Tuesday, November 17, 2009

Aaaaand please put your lancets down

A wonderful wrap up event. Congrats to my fellow "celebs". Thanks to the staff and volunteers at the local branch of the Canadian Diabetes Association, and, of course, to my dedicated and expert colleagues at the hospital's diabetes clinic. Finally, to those for whom battling/managing/enduring diabetes will continue each and every day--know that I, for one, will not forget this mind-opening and unexpectedly self-reflective experience. Thank you for the opportunity. Onward!

Over and out.


Final Day

I can't say that I'm disappointed that the challenge is over. I was very lucky in my "profile" requirements. All I had to do on a daily basis was remember to take a few candy pills, measure my blood glucose once a day and count and track my carb intake. Based on the fact that most of the participants had greater demands put on their time, I would say I really lucked out - but Im still happy it's over.

Tonight we'll talk about the cost diabetes places on our health system and on the families that are affected as it often exceeds the healthcare plan - if there is one.
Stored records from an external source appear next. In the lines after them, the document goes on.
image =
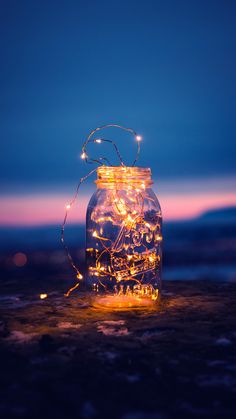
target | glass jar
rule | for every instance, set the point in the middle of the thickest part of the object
(124, 239)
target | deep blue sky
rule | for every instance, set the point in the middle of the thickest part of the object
(165, 68)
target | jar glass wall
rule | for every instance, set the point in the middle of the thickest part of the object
(124, 239)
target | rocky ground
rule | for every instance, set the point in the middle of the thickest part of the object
(61, 358)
I don't have diabetes and according to my blood glucose readings I'm not pre-diabetic. I can tell you that I'll be doing everything possible to remain that way. I've made some changes that will be permanent and I will try to get some activity in on a daily basis. I would say that is my greatest challenge and it will make the biggest impact on my health.

At present there are over 2 million people in Canada diagnosed with diabetes. It is expected that the number could increase to 3 million in the next year. That means that there are a lot of people living with symptoms that should be paid attention to. You can't ignore diabetes and wish it away. Catching it earlier could mean a easier management solution!

Are you at risk? Find out more!

Live it like ya mean it: Week 2

The week from "down under" is over! Gah, you know you have too many assignments when you forget to take any glucometer readings one day, and forget your evening medications the next, not to mention blogging this whole endeavor.

Tell you one thing - if I really were a diabetic, I'd be on the way straight to a complication or two. Sure, it helped to have the record-keeper booklet for glucometer readings, but being a student automatically constitutes unhealthy freudian slips - forgetting to eat, putting off a shower over the weekend, getting only 4-5 hours sleep for 4 days...

One thing that I know will be tricky for me is getting out of the habbit of mentally calculating/measureing how many carbs are in my meals - this morning I felt guilty when I poured a little extra cereal than what I'd been suggested in terms of carb content. Who's to say - I'll probably keep up with the 50 - 60 carbs/meal, but I'll be glad when I don't have to have M&Ms and Sourpatch candies everyday... ugh, yes, there is such a thing as too much candy... me and my sweet tooth have met our match.

Anywhoo, I'm back to work and will see you all at the wrap-up tonight! ^_^

Sunday, November 15, 2009

I been to Fez and back

We had a dinner party on Friday night. Recently, for a present, we'd been given a tagine. This prompted my wife to make all out Moroccan. She did lamb, snapper, and chick pea chili dishes as well. Various appetisers, and a fig tort (I guess you'd call it) for dessert with orange cream (yes, I had some). Made her own pita (which apparently is easy, but it seems to impress people to no end.) There was enough food for the whole of Fez. I spent yesterday eating leftovers.

Having pillaged another country's cuisine, I got to thinking about diabetics in developing countries. So, I googled diabetes in developing countries. This fact jumped out at me:

From: http://www.worlddiabetesfoundation.org/composite-35.htm

"It may seem strange that the developing world, which is often associated with hunger and inadequate nutrition for children, is now experiencing an epidemic in type 2 diabetes, a disease related to wealth and unhealthy lifestyle. This can be explained with the high degree of urbanisation in some countries like e.g. India that have made people adapt the lifestyle from the industrial countries causing diseases such as diabetes related to this new lifestyle. It is also a fact that some people genetically have a higher risk of developing diabetes and combined with great changes in lifestyle this risk has turned to reality for many people in those countries."

At what cost progress? Surely there are the choices beyond the stark dead ends of yesterday's hunger or tomorrow's diabetes?